Laura Peterson, the choreographer behind Failure, an impressive work that had a short run at the legendary Judson Memorial, in her statement of the piece suggests that in response to this physical decline, we burrow into materialism and negativity. Because we no longer even resemble the mimetic image of ourselves — and not just physically, but intellectually or professionally or romantically or anything — we cling to literal and figurative objects that make up for the loss, and we resemble a life.
This thesis is persuasive, and I think possesses the compelling effect of seeming self-evident. But her dance, which is frankly more structural than theoretical, is truly about the sustainability and will of the physical body, and is less pessimistic than the overall concept. While the elements of the struggle that the statement suggests are certainly within the interpretive range of the work, more so, Failure expressed a quotidian grace, an appreciation of the good-fight of life.

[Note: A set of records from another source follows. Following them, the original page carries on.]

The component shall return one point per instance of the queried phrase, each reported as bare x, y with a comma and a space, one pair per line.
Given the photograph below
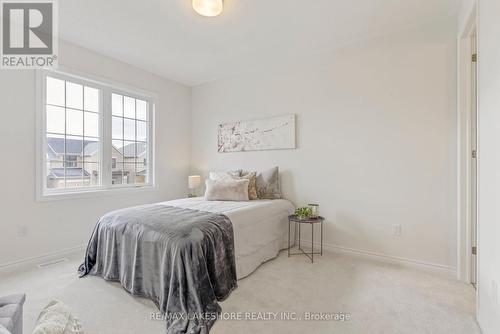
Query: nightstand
311, 221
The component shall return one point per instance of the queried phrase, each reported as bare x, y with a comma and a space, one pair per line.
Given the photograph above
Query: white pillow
227, 190
218, 175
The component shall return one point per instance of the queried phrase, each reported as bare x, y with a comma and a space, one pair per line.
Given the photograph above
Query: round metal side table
312, 221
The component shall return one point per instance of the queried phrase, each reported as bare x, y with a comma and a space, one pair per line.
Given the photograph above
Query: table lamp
194, 182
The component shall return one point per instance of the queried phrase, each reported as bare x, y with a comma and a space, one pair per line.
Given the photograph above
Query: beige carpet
379, 297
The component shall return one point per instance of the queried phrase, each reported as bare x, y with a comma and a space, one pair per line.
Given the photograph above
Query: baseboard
43, 258
440, 269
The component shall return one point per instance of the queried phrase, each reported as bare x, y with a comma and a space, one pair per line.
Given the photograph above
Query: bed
187, 254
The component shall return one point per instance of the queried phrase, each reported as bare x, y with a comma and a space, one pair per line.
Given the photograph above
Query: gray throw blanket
181, 259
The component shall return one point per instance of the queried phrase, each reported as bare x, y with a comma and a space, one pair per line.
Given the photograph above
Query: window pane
91, 124
91, 151
117, 151
117, 131
55, 176
55, 91
128, 152
141, 131
129, 173
91, 99
129, 129
74, 95
55, 150
117, 104
117, 175
141, 175
91, 174
142, 107
55, 119
128, 107
74, 122
74, 177
74, 151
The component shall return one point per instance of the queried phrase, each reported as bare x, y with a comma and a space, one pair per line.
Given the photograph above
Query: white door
474, 160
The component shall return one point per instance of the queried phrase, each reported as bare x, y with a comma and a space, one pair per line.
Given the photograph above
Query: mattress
260, 227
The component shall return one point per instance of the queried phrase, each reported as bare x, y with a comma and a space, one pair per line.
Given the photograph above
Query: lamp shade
194, 181
208, 8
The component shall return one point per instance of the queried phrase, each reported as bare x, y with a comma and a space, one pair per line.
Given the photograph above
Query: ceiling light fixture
208, 8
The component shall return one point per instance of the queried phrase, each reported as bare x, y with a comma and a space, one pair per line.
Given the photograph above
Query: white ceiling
168, 38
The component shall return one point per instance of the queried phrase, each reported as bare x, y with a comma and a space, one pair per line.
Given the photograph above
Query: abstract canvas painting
262, 134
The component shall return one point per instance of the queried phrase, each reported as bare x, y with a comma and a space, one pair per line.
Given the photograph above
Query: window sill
93, 193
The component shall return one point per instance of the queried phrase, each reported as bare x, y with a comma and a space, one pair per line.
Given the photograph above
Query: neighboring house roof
55, 146
71, 173
129, 150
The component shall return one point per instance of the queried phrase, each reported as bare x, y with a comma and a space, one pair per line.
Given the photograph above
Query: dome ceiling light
209, 8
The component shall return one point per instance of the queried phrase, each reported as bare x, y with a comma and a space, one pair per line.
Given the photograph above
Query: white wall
376, 139
59, 225
489, 166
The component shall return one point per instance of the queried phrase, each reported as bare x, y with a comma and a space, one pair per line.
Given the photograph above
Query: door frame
464, 148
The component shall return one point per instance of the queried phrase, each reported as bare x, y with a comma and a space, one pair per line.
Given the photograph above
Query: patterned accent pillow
268, 184
252, 186
226, 190
217, 175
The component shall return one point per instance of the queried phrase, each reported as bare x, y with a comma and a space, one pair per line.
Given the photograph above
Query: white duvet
260, 227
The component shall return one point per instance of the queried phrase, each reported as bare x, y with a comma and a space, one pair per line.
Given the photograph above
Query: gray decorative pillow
226, 190
268, 184
252, 186
3, 330
217, 175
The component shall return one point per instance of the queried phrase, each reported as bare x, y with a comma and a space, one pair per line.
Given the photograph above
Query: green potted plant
303, 213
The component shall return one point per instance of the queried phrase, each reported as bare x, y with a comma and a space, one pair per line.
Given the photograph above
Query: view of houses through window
74, 138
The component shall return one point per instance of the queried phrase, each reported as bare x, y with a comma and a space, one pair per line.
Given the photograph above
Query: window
93, 136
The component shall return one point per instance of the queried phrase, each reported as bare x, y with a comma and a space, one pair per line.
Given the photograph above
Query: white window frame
105, 87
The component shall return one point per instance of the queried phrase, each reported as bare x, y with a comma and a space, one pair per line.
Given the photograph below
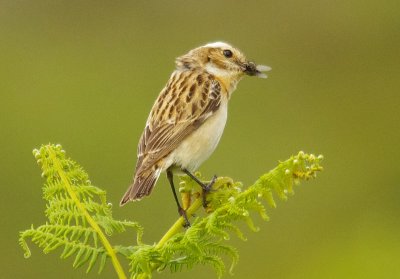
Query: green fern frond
204, 242
77, 214
79, 218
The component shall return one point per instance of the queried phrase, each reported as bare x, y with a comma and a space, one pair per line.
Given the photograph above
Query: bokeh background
85, 74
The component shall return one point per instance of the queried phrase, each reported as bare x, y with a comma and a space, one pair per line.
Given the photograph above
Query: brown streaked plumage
189, 115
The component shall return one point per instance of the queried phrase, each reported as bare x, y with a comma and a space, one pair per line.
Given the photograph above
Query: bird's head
221, 60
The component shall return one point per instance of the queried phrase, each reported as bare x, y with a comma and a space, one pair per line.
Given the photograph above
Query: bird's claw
206, 189
182, 213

Yes, everywhere in life we bump up against our limitations, but that can be honorable, and can be fulfilling.
And it was lost on no one just how appropriate this tone of dance is at Judson, where Yvonne Rainer experimented with just this kind of movement years ago.
The work — physically taxing, wonderfully intuitive and structured — performs this quotidian grace by asking the dancers to repeat movements and move in similar sequences as they become more and more exhausted. As the performance moved along, we could see how a dancer fought to fulfill the movement they had done so effortlessly just a few minutes before, now with greater difficulty. Or how one performer landed with an umph and explosion while another landed with balance and balletic spring. We see different bodies doing the same movement, we see how some can do more than others, but we see how they all strive.
The strength of the piece is truly in the ensemble bits, the quintet work, when the dancers movement against and alongside each other carried a restless yet triumphant cohesion, a sense that we may be on our own but we’re all in this fight together. I cannot say with any certainty whether Peterson established an open, improvisational format or choreographed something more exacting, but the different rhythms of the movers, the shape and repetition of their movements, their spatial relationship: bonafide first rate work.
The work concluded with a form that really drilled the concept home, as the four dancers, I'm pretty sure pretty sincerely, competed to see who could dance the longest and stay onstage. The theoretical angles are everywhere — the games of our life! — but perhaps the most interesting aspect of it was the performance of the losers, who stood far upstage on a stage above the dancers. They were not condemned, they stood with elegance, even power, witnessing the rat race.
Some may be haunted by life, but no matter what, our consciousness of our limited bodies fuels are attitudes, is a source of our well being. Failure, by intention or not, displayed this with magnetic grace.